Sunday, April 12, 2009

Looking Inside the Tombs

The last entry is fraught with ambiguities. First, you have to know a little something about Holy Saturday. (I have been blessed to study with one who knows more than a little.) Then, there is the soupy language. What exactly is a dangerous love? How could one presume that all are Christian and have a Christian understanding of love, and even then, how could one presume all Christians would understand what a dangerous love is? I cannot pretend myself to comprehend the danger of love as the disciples of every age have done.

Further, I am not quite sure from whose perspective these lines are given, and I do not know to whom they are going for certain. Is it a man or woman speaking? A straight or gay person? Is it Peter? Mary Magdalene? Me? J. Alfred Prufrock? To whom do these lines go? Jesus of Nazareth? The God of Jesus? An absent lover? An unrequited love?
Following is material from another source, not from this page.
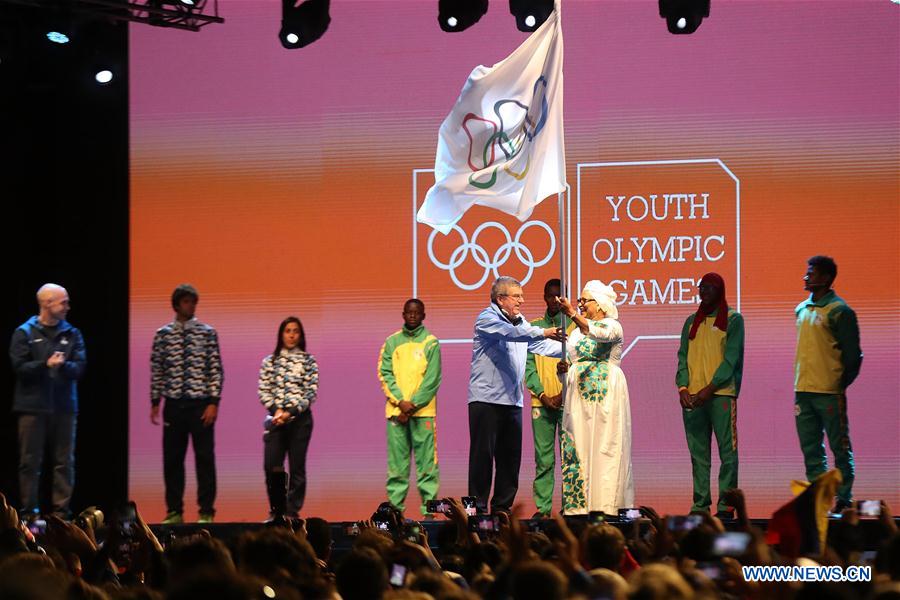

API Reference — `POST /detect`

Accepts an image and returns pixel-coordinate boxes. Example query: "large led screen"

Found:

Perhaps the perspectives keep shifting. I have been listening to Dylan's story songs, especially "Tangled Up in Blue" and "Abandoned Love." Or there could be multiple perspectives being presented simultaneously.
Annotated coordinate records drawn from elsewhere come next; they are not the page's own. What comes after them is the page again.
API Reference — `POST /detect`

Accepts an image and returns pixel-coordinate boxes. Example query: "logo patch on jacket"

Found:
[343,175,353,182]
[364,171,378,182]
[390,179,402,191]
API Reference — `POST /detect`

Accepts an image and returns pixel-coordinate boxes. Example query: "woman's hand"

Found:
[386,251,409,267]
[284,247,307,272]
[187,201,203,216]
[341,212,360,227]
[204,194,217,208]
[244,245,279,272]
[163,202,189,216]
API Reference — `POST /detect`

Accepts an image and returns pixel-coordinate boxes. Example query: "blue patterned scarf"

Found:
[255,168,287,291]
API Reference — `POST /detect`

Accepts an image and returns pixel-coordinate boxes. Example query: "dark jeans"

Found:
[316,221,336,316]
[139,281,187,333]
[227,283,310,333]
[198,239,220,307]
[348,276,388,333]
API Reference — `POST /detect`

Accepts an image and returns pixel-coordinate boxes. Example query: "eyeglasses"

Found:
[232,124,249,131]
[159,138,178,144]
Where are we? Jerusalem, or Boston? "Nine forty-seven on holy Saturday night." Is it 2,000 years ago, or was it just last night? Who knows whether it matters. And God knows what is really happening here. Confession coupled with imagination, or imagination coupled with confession, leads a writer to say curious things. The most cagey artists never really tell you what they're confessing, and there's no telling what they're imagining. Now I understand why.

So I decided to play with the ambiguities. Against my better judgment, I have conflated eros, philia, and agape. Further against my better judgment, I have also played with the thoroughly discounted legends shrouding Mary Magdalene. (Pope St. Gregory the Great got it wrong.)

And there it is. The piece works well because it resists a single meaning while bearing a wholly overwhelming feeling. But it also fails for me because I resist it. I don't want to engage it. I don't know if it's virtuous or blasphemous ... and I don't want to know, either. However it is, it hits too close to home. Hints of joyful love behind me, hints of glory before me. But in this moment, neither is there. What is here is not pain, because I have been too privileged and too clever to be caught by real pain. What is here is only a lonely, lonely longing.

I look through keyholes into tomb-rooms, hoping they are empty, but hoping secretly I will find someone. Why? So I can be courageous? What will I do if I find someone inside? What have I ever done but turn away?

Every day of my life is a Holy Saturday, and I am the cemetery custodian, keeping death and new life at arm's distance.